Taylor in his teaching of death as a consequence of sin, began with a quote from one of the earliest Christian theologians Justin Martyr, "‘Adam by his sin made all his posterity liable to sin, and subjected them to death.’", Taylor continued it is Adam's sin [which] infected us with death, and this infection we derive in our birth, that is, we are born mortal. Adam's sins was imputed to us unto a natural death; in him we are sinners, as in him we die. But this sin is not real and inherent, but imputed only to such a degree." By referring to St. Cyprian, Taylor cited an example of what he meant by appealing once again to an infant. "An infant has not sinned, save only that being carnally born of Adam, in his first birth he has contracted the contagion of the old death." Taylor argued that death is the consequence of sin, not "a punishment" nor "an evil inflicted for sin". Taylor insisted there was "nothing else "in scripture expressed to be the effect of Adam's sin; and beyond this without authority we must not go."
Yet sin is a very serious wrong as it is not part of God’s plan for us. Taylor stressed that God not only disapproves of sin, but sees it as essentially as an enemy to His creation. That is why God sent His Son into the world.
He has used such rare acts of the Spirit for the extermination of it, since He sent His only Son to destroy it; and He is perpetually destroying it and will at last make it that it will be no more at all, but in the house of cursing, the horrible regions of damnation.

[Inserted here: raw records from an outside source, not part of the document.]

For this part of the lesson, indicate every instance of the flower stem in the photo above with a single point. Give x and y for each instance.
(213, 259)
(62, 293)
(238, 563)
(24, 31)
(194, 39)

Apart from “original sin” there were sins committed by man through his own volition known as "actual" sins that fell into four categories: habitual, occupational, venial and mortal. For Taylor all sin was sin as they all affected man's relationship with God and that of his fellow man as well as the health of his own soul. Taylor illustrated this when he insisted that both great and small were all "under the same danger" as "all sins are single in their acting; and a sinful habit differs from a sinful act, but as many differ from one, or as a year from an hour; a vicious habit is but one sin, continued and repeated." He stressed "as sin grows from little to great, so it passes from act to habit; ... and when two or three crimes are mixed in one action, then the sin is loud and clamorous; and if these still grow more numerous and not interrupted by a speedy repentance then it becomes a habit," which is "voluntary ... and chiefly, and distinctly sinful." Taylor showed how easy it was to live in habitual sin which he defined as "that state of evil by which we are enemies to God and slaves of Satan, by which we are strangers from the covenant of grace, and consigned to the portion of devils." "The habit" can only be "eradicated, nowhere but in the will, except it be by subordination, and in the way of ministeries." Consequently "it follows, ... that every vicious habit is the prolongation of a sin, a continuing to love that which to love but once is death." Taylor insisted that no habit, unless good, can be regarded as innocent. As man sins so habitually Taylor advocated that for living in a state of grace, "every man is bound to repent of his sin as soon as he has committed it" Taylor emphasized that if habitual sin is not repented at once, it can have serious moral implications because it leads to a "delight in the sin." This increases "the ease with which we delight in its sinfulness again until" if is very difficult to "leave it [even] if you would". Taylor suggested that St. Augustine illustrated this point very well when he declared, "I was afraid lest God should hear me when I prayed against my lust; as I feared death, so dreadful it was to me to change my custom."